I’ve found RFID tags already on a few items I’ve taken home from the supermarket. At first glance, the ones I’ve found look like stickers with the old, reliable zebra-stripe bar codes printed on top. But these are unusually thick for paper labels. Examine one a little more closely and you might find the outline of a square, maybe an inch across, stamped out of very thin metal. It’s actually about a half-dozen squares, nesting one inside the other. That’s an antenna for communicating with a tag reader.

RFID tags are a lot like the zebra-stripe bar codes that a checker scans at the supermarket. Yet they don’t need line-of-sight access to a tag reader. Scanners can detect RFID tags by coming within a short distance of them. One of the scanners supplied by Wireless Facilities has a range of 25 feet (that’s the AR400 manufactured by Symbol Technologies Inc., of Holtsville, N.Y. In all, Wireless Facilities has the Pentagon’s blessing to sell RFID scanners made by three vendors and do systems integration work on them.).
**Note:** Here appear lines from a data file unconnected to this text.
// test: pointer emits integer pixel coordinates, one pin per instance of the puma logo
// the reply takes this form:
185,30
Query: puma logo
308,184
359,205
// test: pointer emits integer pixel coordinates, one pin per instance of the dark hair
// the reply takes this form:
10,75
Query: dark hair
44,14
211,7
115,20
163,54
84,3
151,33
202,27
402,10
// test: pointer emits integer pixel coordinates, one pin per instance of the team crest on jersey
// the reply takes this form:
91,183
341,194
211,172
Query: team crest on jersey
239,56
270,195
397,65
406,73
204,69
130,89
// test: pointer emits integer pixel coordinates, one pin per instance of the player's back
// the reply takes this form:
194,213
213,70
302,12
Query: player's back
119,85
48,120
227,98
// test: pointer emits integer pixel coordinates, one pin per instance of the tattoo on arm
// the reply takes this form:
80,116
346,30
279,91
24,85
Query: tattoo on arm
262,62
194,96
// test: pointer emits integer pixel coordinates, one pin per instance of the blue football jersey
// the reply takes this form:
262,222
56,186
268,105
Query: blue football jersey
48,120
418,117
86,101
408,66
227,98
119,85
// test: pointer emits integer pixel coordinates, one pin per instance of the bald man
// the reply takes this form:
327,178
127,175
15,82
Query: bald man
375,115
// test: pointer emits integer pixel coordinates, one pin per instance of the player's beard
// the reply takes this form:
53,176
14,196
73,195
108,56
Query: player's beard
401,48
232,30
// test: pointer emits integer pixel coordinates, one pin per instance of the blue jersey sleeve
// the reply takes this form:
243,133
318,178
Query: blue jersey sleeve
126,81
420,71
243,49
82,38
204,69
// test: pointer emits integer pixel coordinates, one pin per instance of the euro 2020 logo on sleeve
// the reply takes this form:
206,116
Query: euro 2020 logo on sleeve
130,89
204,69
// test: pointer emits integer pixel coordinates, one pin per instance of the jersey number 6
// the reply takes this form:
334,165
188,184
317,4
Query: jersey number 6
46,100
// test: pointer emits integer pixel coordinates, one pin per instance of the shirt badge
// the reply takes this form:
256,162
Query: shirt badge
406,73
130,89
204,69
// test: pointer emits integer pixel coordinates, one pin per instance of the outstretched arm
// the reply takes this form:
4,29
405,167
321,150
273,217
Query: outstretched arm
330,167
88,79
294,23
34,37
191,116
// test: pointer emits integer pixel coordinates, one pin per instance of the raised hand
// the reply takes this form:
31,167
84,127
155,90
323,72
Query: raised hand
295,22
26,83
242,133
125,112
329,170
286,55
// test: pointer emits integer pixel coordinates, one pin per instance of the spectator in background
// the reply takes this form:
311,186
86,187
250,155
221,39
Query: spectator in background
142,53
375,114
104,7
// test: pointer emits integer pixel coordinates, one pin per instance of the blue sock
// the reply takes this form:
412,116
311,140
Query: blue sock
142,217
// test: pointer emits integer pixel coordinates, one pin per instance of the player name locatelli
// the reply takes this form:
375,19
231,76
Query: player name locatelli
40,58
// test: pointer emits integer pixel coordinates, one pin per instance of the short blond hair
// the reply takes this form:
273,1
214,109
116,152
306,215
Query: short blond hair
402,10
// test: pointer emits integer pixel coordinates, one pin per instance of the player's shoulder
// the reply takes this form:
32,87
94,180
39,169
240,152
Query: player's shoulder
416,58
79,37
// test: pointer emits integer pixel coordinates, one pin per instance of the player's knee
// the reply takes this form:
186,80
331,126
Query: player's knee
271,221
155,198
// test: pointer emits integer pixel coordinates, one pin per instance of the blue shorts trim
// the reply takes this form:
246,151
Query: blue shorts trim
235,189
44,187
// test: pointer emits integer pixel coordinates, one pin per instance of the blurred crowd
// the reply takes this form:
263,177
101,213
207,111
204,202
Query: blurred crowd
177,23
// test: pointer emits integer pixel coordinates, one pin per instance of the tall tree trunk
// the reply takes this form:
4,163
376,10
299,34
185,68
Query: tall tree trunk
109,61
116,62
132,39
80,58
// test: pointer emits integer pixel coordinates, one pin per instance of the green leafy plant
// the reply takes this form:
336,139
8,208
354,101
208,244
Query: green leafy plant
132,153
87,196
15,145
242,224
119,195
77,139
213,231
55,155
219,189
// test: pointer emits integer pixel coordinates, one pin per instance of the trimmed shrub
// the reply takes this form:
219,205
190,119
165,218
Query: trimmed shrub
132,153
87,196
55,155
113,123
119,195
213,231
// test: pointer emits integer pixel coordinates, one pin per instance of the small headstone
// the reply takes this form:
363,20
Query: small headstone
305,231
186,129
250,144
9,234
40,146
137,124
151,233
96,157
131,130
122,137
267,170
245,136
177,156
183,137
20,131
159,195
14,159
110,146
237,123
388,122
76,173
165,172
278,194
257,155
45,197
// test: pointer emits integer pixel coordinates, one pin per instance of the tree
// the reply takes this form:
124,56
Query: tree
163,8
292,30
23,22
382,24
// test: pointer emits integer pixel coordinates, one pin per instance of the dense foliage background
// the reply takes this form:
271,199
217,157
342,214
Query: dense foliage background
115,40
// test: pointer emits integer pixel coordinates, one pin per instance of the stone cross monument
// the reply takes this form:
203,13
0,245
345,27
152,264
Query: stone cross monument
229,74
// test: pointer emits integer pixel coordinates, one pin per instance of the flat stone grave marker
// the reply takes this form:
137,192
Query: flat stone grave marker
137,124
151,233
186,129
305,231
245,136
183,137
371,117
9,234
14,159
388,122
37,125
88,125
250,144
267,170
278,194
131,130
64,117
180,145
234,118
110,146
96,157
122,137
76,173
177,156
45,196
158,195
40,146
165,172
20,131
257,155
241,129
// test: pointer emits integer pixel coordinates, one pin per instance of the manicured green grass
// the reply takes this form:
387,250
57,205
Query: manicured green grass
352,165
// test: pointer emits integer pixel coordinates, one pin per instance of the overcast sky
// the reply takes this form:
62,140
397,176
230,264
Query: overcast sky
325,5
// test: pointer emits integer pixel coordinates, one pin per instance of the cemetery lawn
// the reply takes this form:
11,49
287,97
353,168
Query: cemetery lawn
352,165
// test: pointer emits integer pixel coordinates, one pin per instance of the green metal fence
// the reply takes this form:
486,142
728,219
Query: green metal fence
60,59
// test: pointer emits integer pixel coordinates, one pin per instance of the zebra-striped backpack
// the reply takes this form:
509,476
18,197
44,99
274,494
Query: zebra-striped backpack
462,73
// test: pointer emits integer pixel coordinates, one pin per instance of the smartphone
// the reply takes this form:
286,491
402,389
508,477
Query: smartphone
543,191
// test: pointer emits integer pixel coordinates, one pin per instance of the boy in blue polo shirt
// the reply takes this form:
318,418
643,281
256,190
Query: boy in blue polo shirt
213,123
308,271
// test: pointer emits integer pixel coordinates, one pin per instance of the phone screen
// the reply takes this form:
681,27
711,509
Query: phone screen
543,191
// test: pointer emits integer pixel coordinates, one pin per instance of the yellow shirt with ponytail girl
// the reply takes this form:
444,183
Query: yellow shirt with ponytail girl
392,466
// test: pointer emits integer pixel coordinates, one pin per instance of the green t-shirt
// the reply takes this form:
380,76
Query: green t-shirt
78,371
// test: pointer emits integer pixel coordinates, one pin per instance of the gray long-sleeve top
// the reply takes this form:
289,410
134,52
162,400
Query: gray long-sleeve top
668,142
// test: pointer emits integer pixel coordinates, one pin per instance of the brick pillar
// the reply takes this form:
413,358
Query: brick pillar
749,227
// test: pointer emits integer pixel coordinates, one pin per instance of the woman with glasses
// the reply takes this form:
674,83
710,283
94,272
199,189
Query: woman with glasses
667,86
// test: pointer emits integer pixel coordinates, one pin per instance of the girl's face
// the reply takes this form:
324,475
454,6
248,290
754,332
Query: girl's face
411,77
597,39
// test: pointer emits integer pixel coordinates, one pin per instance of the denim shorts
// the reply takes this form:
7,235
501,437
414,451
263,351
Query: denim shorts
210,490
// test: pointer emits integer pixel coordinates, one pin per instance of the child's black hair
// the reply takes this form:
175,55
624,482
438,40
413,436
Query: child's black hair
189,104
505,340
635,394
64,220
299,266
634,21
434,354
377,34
Another advantage of using RFID tags is that each tag has an individual code and can help an owner identify products down to the individual unit. It’s as if every box of cereal on the store shelf had its own, unique serial number.

Information picked up by the RFID scanner goes into a server and into an organization’s large, enterprise computer system. From there it can inform enterprise resource management, supply chain management and customer resource management programs.

A Pentagon agency called ITEC4 , also known as the Army Contracting Agency Information Technology, E-Commerce and Commercial Contracting Center , awarded the blanket purchase agreements for tag readers. The four other companies that received them were CDO Technologies, Inc. of Dayton, Ohio; Cheval Rouge L.L.C. of Alexandria, Va.; Intecs International of Reston, Va.; and Sys-Tec Corp. of Petersburg, Mich.

Wireless Facilities also builds and operates cell phone networks and Wi-Fi hot spots, and it does work on corporate networks. The company trades on the Nasdaq as WFII. Its stock closed May 18 at $5.34. In 2004, net income was $5 million on revenue of $397 million. That was certainly a better year than 2002, when the company had a net loss of $63.9 million on revenue of $187 million.

RSI ID is much smaller. Its 2003 revenue was $7.3 million. The Chula Vista company is privately held.